I don't think there exists a better solution for a project mixing Java and C/C++ than Bazel. The new module system for bazel has matured a lot. As an example, it's trivial to add boringssl and access it from Java.
This is fair. mise (by design) does nothing to help with that sort of thing. It's also definitely designed for languages outside C/C++, and to a lesser degree Java.
mise tasks are basically just fancy bash scripts though, so I could totally see a setup that uses mise tasks/tools for node/js/ruby and dispatches to other tools for building Java and C/C++.
I was a bit slow to hop on mise because it took me while understand it (Likely because I entered thinking of it as a direnv replacement with more features).
It especially makes life behind corporate barbed wires easier for me (YMMV).
i will just add another comment appreciating mise.
i even added some mise config lines to my global gitignore because i often use it in projects by others that don't set up mise config.
I love mise so much and use it at $DAYJOB to manage a multi-service polyglot monorepo. Can't wait to try this.
(no offense, I'm probably missing something)
Isn't running tasks in various folders kinda low hanging fruit for monorepo tasks? I've wanted a language/CI agnostic `monorepo-build-tool` build tool for a while, and getting something that allows for `monorepo-build-tool run-affected -- script/test` was one prompt to an LLM.
The bigger problem is caching and determining which projects need to be run when calling `run-affected`.
Kind of interesting seeing mise grow and grow. Others have noted they encountered it first as a direnv replacement. At my last job it was an asdf tool-installer replacement. It's also a task and now mono-repo task runner.
It feels a little fragile to me to try to tackle so many concerns: if folks start relying on mise for more capabilities and one of them falls short, isn't as good as it could be, that could be a big hurt. There's definitely a nice conceptual win to having an all in one tool, but scoping up ambition feels risky.

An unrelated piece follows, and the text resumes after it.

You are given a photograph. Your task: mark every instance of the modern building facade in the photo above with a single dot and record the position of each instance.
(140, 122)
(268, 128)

Especially with task running, it feels like there's really so many very specific expert concerns that come into play. Being able to have a task graph & understanding the minimum work needed, being able to run only downstream tasks is a pretty important need, and that really gets into programming language specific views of what's happening. The idea of having something generic & so all is tempting but it feels impossible to get satisfactory results here.
Beyond Mise specifically, it's just interesting seeing the continuum between specific & multi-purpose tool, and seeing how software tends to scope itself up.
I'd counter that I actively don't want those more powerful features. Like, I get why anyone would want them, but right now Mise is "knowable". I can sit down with its doc site and figure out any of its features without building a strong mental model of their underlying implementation. And that also means my coworkers aren't as likely to abuse and twist it into the kinds of things people have used tools like Make for.
I would vastly rather have Mise shell out to Make etc for more complex DAG stuff. Those tools already exist and are good at their own specialties. Mise doesn't need to reinvent everything.
But I do think the new monorepo tasks are very on-brand for it. They don't seem so much as to add deep functionality as to provide a convention for finding and running other Mise files in a repo.
> But I do think the new monorepo tasks are very on-brand for it. They don't seem so much as to add deep functionality as to provide a convention for finding and running other Mise files in a repo.
yeah, "fancy bash scripts" is a good way to think about tasks
And that's the way I like it. heart_emoji.gif
Mise has become almost indispensable for me within just a few months, I've rebuilt so much of our tooling around it. If anyone else finds it as integral to their work I'd like to encourage them to also sponsor it.